Thursday, March 19, 2009

Ways to Encourage Your Young Child: What to Say

Although my daughter is only 17 months, I recently attended a seminar called STEP: The Systematic Training for Effective Parenting.  I believe that it's never too early to start consciously using a language that promotes mutual respect and positive relationships.  My wish for my daughter is that she will one day look in the mirror and see a competent, compassionate, confident woman.   I want so much for her, but above all, I want her to know that who she is will always be enough.  Below are some phrases I've used (adapted from STEP: Parenting Young Children), guaranteed to encourage your child, so that she can feel good about herself.  

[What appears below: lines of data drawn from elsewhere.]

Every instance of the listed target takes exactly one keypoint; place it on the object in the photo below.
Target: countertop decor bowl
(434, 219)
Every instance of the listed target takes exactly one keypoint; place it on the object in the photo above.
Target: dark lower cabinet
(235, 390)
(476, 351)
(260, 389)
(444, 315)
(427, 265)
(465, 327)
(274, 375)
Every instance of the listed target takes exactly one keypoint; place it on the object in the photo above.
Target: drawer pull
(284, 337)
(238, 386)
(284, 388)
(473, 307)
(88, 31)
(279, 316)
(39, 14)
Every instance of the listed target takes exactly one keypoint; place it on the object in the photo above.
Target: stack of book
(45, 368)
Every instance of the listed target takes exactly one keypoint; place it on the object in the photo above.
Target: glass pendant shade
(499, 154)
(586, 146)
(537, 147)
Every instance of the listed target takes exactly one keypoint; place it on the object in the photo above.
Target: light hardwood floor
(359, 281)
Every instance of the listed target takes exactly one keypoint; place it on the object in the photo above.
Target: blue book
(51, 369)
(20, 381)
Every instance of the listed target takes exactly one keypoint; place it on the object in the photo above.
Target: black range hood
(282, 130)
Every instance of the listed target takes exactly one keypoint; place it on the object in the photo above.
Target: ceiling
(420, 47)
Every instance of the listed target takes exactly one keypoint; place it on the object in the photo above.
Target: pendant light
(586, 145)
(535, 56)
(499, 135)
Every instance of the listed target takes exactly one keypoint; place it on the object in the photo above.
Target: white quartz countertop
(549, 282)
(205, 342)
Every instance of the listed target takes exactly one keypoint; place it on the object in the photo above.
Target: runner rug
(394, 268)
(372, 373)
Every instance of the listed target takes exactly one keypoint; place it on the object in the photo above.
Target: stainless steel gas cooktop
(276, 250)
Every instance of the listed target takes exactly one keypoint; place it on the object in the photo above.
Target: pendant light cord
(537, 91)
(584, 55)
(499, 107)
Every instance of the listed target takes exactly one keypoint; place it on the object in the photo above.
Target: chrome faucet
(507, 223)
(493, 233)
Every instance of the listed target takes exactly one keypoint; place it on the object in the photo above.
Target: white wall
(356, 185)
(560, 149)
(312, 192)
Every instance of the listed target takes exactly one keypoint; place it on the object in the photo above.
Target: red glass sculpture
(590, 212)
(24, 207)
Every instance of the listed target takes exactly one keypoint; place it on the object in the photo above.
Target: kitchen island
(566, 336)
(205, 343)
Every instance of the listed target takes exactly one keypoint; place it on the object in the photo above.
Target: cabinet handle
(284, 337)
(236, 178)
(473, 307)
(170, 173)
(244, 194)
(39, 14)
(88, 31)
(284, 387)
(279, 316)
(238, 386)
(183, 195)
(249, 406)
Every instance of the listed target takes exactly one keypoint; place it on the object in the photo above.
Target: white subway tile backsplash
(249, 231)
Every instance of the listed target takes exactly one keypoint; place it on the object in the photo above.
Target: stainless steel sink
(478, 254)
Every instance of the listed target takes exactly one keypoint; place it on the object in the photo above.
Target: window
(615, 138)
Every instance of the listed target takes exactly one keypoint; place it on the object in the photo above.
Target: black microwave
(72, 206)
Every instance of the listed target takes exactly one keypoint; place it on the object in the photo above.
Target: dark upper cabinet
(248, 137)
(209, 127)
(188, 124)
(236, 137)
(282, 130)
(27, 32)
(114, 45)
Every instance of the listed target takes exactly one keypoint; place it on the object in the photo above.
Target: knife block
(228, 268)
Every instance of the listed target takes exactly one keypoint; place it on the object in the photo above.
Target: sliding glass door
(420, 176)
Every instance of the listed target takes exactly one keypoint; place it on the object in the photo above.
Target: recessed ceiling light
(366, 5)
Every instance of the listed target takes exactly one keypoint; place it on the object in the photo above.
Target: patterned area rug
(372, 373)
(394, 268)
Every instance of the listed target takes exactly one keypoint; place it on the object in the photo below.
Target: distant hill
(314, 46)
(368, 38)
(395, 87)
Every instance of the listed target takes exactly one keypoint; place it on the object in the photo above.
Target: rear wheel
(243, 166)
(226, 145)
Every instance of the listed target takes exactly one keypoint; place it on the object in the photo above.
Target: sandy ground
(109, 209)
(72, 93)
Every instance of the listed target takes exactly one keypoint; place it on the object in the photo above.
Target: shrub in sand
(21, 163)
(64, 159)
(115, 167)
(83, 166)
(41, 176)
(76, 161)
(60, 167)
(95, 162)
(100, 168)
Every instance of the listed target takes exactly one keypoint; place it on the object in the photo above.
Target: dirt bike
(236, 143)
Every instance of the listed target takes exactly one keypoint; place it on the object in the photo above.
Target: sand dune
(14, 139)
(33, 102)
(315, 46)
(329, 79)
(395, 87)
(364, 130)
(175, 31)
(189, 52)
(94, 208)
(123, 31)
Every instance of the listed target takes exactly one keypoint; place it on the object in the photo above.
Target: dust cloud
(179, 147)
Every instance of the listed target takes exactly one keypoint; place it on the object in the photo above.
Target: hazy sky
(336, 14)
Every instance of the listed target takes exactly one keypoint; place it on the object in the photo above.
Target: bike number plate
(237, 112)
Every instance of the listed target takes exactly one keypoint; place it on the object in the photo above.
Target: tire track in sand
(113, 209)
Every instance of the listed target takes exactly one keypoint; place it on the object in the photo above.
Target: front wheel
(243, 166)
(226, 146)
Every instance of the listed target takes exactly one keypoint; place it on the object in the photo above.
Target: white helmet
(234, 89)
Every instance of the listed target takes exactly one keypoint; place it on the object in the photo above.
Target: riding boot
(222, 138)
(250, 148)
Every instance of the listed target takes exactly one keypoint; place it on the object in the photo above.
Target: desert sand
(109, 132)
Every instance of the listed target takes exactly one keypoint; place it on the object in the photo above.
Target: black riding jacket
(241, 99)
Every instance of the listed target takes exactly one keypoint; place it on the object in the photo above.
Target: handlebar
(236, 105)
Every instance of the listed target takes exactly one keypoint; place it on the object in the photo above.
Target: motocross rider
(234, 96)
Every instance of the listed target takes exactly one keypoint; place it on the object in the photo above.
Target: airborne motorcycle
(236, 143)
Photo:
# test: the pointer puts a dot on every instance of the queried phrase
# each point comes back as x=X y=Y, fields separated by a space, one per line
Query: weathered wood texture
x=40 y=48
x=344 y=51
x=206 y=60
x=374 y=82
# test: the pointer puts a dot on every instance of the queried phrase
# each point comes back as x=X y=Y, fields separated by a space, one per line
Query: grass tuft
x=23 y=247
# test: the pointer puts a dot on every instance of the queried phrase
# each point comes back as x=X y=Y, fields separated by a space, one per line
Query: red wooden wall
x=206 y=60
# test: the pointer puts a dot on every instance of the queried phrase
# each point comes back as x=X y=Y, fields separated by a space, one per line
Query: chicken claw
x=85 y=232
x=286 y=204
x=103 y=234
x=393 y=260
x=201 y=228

  • "I can see you're working hard on that puzzle!"
  • "You look like you're having lots of fun!"
  • "Thank you for your help turning on the light."
  • "You're getting better at eating with spoon."
  • "I need your help putting the toys away."
  • "You seem to like taking a bath."
  • "Wow!  You can climb up the stairs all by yourself."
  • "You remembered to keep your bib on."  
  • "Thank you for bringing me the toilet paper.  That helped me a lot." (No joke!)  
So what's the big deal?  What strikes me about this language is a conscious shift from "I/me" to "you."  It's all about your child, her efforts, feelings, and self-esteem. The STEP philosophy makes an important distinction between encouragement and praise, and this resonated with me.  Rather than saying "I'm so proud of you," which might actually be damaging if your child is a perfectionist, you might say, "You seem so proud of your artwork!"  In the latter example, children don't grow-up believing that they need to live up to someone else's expectations.  They learn to live up to their own.  Powerful stuff, right?  I am not saying that all praise is negative, but I love the idea of using a language that encourages children, honoring their strengths and acknowledging their struggles.  And just like unconditional love, it doesn't need to be earned.